Therapeutic reference range: 1 to 5 ng/mL (SI: 3.5 to 17.5 nmol/L) (Hiemke 2018). Note: Dosing should be based on therapeutic response as opposed to serum concentrations; however, therapeutic drug monitoring can be used to confirm adherence (APA [Keepers 2020]).
Laboratory alert level: 10 ng/mL (SI: 35 nmol/L) (Hiemke 2018).
Asenapine is a dibenzo-oxepino pyrrole atypical antipsychotic with mixed serotonin-dopamine antagonist activity. It exhibits high affinity for 5-HT1A, 5-HT1B, 5-HT2A, 5-HT2B, 5-HT2C, 5-HT5-7, D1-4, H1 and, alpha1- and alpha2-adrenergic receptors; moderate affinity for H2 receptors. Asenapine has no significant affinity for muscarinic receptors. The binding affinity to the D2 receptor is 19 times lower than the 5-HT2A affinity (Weber 2009).
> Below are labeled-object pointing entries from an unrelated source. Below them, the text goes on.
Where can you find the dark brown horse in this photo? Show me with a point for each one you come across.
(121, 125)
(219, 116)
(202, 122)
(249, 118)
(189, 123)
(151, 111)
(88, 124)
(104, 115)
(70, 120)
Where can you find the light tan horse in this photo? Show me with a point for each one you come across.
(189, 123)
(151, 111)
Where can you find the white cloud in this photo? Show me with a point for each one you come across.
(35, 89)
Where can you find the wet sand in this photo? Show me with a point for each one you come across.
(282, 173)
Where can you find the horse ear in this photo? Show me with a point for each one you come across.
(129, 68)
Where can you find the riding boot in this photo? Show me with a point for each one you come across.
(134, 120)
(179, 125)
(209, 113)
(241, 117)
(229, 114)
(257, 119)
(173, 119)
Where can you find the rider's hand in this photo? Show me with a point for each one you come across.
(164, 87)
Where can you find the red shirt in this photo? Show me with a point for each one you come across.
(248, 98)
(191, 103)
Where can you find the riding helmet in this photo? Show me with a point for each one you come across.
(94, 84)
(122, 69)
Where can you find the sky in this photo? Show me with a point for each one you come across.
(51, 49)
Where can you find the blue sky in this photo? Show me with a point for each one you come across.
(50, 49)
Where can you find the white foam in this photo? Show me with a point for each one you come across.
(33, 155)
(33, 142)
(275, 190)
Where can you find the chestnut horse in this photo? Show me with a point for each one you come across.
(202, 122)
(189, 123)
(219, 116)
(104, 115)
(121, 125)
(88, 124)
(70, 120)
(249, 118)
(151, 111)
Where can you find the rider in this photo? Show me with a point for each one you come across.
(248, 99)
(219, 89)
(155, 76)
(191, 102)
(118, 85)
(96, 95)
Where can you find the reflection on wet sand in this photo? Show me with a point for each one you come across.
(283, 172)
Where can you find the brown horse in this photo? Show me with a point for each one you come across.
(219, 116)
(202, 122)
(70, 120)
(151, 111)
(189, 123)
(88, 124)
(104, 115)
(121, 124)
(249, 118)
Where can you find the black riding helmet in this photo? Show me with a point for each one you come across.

The addition of serotonin antagonism to dopamine antagonism (classic neuroleptic mechanism) is thought to improve negative symptoms of psychoses and reduce the incidence of extrapyramidal side effects as compared to typical antipsychotics (Huttunen 1995).
Onset of effect: Sublingual:
Agitation: Initial effects within 15 minutes (Pratts 2014).
Bipolar disorder, acute mania: Initial effects may be observed within days of treatment with continued improvements over 1 to 2 weeks (Goikolea 2013; Tohen 2000; Welten 2016).
Schizophrenia: Initial effects may be observed within 1 to 2 weeks of treatment with continued improvements through 4 to 6 weeks (Agid 2003; Levine 2010).
Absorption: Sublingual: Rapid; Transdermal: External heat source (eg, heating pad) applied to patch increases rate and extent of absorption.
Distribution: Vd: ~20 to 25 L/kg.
Protein binding: 95% (including albumin and α1-acid glycoprotein).
Metabolism: Hepatic via CYP1A2 oxidation and UGT1A4 glucuronidation.
Bioavailability: Sublingual: 35%; decreased if swallowed (<2%); decreased if administered with food or liquid.
Half-life elimination: Sublingual: Terminal: ~24 hours; Transdermal: ~30 hours.
Time to peak, plasma: Sublingual: 0.5 to 1.5 hours; Transdermal: 12 to 24 hours.
Excretion: Urine (~50%); feces (~40%).
Hepatic function impairment: Severe hepatic impairment (Child-Pugh class C) exposure was 7 times higher than in healthy patients.
Older adult: Clearance is decreased, increasing exposure by 30% to 40%.